Bruce Arena, who replaced Klinsmann and led the men’s team through its failure to qualify for the 2018 World Cup , was not listed on the latest return. He received $1,249,348 in the year ending March 31, 2018, which included what was listed on that return as a $300,000 settlement.

Earnings were listed for several of the players on the U.S. women team, including Alex Morgan and Carli Lloyd (both $313,390), Crystal Dunn ($312,142), Lindsey Horan ($304,142) and Julie Ertz, Alyssa Naeher and Megan Rapinoe (all $304,140).

Their salaries ranged from $164,642 to $171,140 and include $100,000 for time with the national team. The remainder is what the federation pays for the time with clubs in the National Women’s Soccer League.

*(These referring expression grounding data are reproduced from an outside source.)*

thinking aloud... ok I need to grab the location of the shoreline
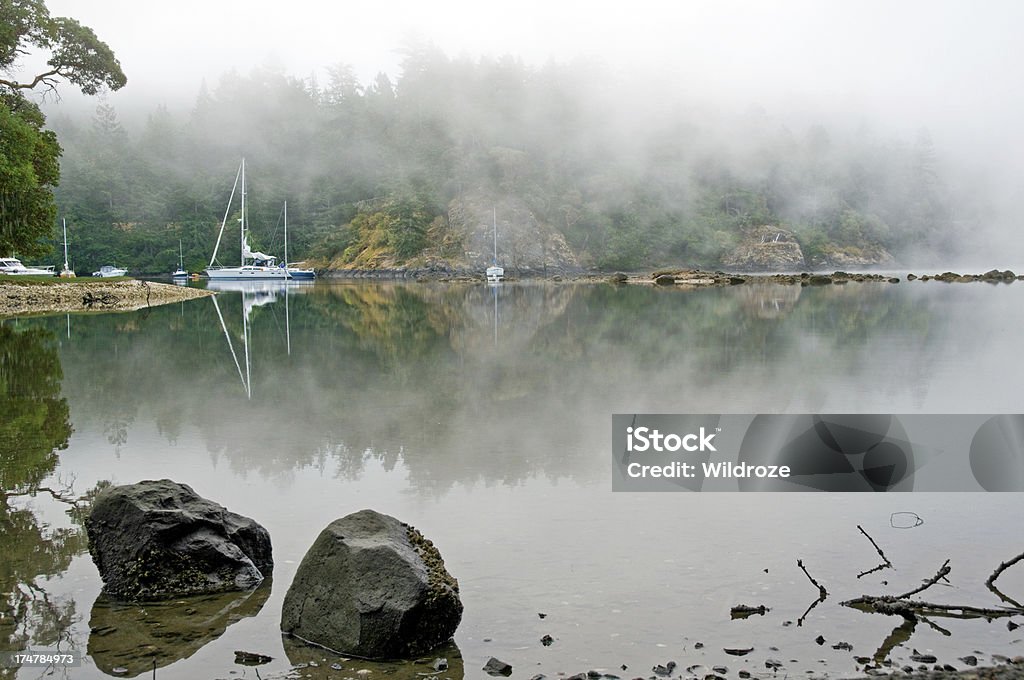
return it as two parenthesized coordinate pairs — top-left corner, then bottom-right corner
(0, 279), (213, 318)
(2, 266), (1018, 317)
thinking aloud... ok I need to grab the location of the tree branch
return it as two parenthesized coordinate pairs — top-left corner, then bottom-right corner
(0, 67), (63, 91)
(797, 559), (828, 599)
(986, 550), (1024, 609)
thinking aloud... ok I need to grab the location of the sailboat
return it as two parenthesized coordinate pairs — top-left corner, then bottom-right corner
(172, 239), (188, 280)
(59, 218), (75, 278)
(485, 208), (504, 283)
(205, 159), (290, 280)
(283, 201), (315, 280)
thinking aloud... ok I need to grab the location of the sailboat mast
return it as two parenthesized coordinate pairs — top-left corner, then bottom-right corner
(240, 158), (246, 267)
(284, 200), (288, 269)
(62, 219), (69, 270)
(492, 207), (497, 264)
(209, 161), (243, 267)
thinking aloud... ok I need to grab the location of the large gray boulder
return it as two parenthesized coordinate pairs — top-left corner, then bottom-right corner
(281, 509), (462, 659)
(85, 479), (272, 601)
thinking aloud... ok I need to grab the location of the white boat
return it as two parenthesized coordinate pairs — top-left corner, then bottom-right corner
(283, 201), (315, 280)
(0, 257), (55, 276)
(206, 159), (291, 280)
(172, 239), (188, 279)
(92, 265), (128, 277)
(59, 219), (75, 278)
(485, 207), (504, 283)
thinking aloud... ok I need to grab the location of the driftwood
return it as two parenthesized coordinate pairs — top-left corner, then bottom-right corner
(986, 550), (1024, 609)
(843, 558), (1024, 620)
(856, 524), (893, 579)
(785, 528), (1024, 669)
(795, 559), (828, 627)
(797, 559), (827, 598)
(82, 292), (119, 306)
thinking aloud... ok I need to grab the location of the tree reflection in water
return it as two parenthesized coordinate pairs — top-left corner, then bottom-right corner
(0, 323), (80, 677)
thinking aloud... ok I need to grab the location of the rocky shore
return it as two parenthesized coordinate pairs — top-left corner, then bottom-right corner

Bonuses were from $133,000 to $146,000 and include per match fees and the payment for qualifying for the 2019 World Cup.

Women’s national team players have filed a gender discrimination lawsuit against the USSF that is scheduled for trial starting May 5 in U.S. District Court in Los Angeles.

The top two salaries of the administrative staff were chief executive officer Dan Flynn ($899,440) and chief commercial and strategy officer Jay Berhalter ($779,765), the coach’s brother. Flynn retired in September and the federation said Jay Berhalter is leaving at the end of February.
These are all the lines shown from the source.